Hospitals charge what they want because they can.

More than 10 years on, however, hospitals are still charging much more than what Medicare does, the reason being almost the opposite of what hospitals have claimed, according to Washington and Lee University accounting professor Ge Bai and Johns Hopkins University health policy and management professor Gerard Anderson. Writing in the June issue of Health Affairs, Bai and Anderson argue that a complete lack of market competition and insufficient government oversight has allowed prices to reach exorbitant levels. In other words, hospitals charge what they want because they can.

First, the numbers. Working from cost reports submitted by 4,483 Medicare-certified hospitals and collected by the Centers for Medicare and Medicaid Services, Bai and Anderson calculated that in 2012 hospitals on average charge 3.4 times what Medicare determines those services actually cost, up from a factor of just 1.35 in 1984. The 50 worst offenders charge 9.2 to 12.6 times Medicare-calculated costs. Nearly all are operated for profit, and 39 of those 50 are run by just two companies, Community Health Systems and Hospital Corporation of America.

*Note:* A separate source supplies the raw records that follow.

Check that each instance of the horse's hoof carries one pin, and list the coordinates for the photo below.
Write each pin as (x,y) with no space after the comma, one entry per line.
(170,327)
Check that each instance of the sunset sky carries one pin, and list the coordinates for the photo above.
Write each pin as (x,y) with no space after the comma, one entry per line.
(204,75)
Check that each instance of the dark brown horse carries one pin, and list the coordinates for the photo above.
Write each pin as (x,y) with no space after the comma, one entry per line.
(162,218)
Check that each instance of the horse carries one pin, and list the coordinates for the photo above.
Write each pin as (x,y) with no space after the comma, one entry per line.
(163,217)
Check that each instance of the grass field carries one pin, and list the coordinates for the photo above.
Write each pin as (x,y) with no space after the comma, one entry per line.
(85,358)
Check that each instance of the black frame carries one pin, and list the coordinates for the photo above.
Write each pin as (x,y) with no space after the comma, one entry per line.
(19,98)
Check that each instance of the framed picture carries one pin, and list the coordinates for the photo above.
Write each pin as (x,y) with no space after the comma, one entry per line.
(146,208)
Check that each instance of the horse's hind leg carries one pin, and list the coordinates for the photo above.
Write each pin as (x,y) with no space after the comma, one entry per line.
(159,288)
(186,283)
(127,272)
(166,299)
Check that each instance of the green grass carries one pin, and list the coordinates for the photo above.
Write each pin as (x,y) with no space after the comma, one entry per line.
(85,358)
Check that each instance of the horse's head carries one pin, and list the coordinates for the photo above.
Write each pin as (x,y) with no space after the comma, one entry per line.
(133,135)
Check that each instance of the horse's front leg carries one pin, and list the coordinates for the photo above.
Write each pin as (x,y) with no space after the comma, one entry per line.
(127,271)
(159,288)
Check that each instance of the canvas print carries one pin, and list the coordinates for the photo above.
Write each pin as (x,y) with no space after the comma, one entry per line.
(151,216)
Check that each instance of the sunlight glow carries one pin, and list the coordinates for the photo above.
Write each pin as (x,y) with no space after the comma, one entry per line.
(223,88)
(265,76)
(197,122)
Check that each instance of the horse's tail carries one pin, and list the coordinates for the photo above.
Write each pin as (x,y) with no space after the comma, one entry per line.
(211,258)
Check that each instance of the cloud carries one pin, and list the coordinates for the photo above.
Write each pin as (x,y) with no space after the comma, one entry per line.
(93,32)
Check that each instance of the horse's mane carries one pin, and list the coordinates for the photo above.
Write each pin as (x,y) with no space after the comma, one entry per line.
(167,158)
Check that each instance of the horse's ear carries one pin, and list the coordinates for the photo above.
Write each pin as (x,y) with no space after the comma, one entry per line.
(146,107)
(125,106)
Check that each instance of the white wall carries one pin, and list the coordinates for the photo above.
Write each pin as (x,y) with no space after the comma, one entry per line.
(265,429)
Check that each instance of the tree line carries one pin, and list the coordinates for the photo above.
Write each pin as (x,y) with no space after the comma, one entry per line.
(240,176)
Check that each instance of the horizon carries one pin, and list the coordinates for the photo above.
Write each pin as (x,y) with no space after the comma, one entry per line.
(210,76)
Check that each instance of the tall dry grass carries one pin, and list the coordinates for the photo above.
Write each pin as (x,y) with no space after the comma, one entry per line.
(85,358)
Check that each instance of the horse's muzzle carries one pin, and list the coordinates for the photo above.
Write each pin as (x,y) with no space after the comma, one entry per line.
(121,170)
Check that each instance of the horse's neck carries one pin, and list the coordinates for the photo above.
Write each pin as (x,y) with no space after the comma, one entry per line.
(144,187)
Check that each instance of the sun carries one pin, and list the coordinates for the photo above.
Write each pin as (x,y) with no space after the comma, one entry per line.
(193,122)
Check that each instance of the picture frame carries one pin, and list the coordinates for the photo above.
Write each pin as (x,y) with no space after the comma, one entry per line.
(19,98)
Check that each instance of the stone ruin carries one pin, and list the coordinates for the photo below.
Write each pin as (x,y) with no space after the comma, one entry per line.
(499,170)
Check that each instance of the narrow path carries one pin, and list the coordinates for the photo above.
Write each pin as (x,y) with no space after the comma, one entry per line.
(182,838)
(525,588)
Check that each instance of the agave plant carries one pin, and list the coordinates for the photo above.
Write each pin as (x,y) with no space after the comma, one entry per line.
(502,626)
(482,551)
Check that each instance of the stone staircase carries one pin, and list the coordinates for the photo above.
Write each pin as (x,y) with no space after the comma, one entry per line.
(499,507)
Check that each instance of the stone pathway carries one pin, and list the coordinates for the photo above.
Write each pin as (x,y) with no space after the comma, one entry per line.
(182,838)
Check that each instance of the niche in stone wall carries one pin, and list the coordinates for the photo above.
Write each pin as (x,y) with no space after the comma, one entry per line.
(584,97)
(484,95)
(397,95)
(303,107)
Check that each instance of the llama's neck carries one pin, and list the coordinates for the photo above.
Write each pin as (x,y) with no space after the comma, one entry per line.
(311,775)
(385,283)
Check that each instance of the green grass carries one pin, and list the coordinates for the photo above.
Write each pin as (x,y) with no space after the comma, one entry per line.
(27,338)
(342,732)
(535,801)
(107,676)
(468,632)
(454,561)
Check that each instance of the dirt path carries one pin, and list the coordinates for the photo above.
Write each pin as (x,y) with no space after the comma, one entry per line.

The main causes, Bai and Anderson argue, are a lack of price transparency and limited negotiating power. “The result is a market failure that forces uninsured patients, out-of- network patients, and casualty and workers’ compensation insurers to pay charges that are marked up multiple times above costs” and well above what patients with insurance pay, the pair writes. “Federal and state policy makers need to recognize the extent of hospital markups and consider policy solutions to contain them,” such as caps on charge-to-cost ratios or mandating hospitals disclose prices to patients up front.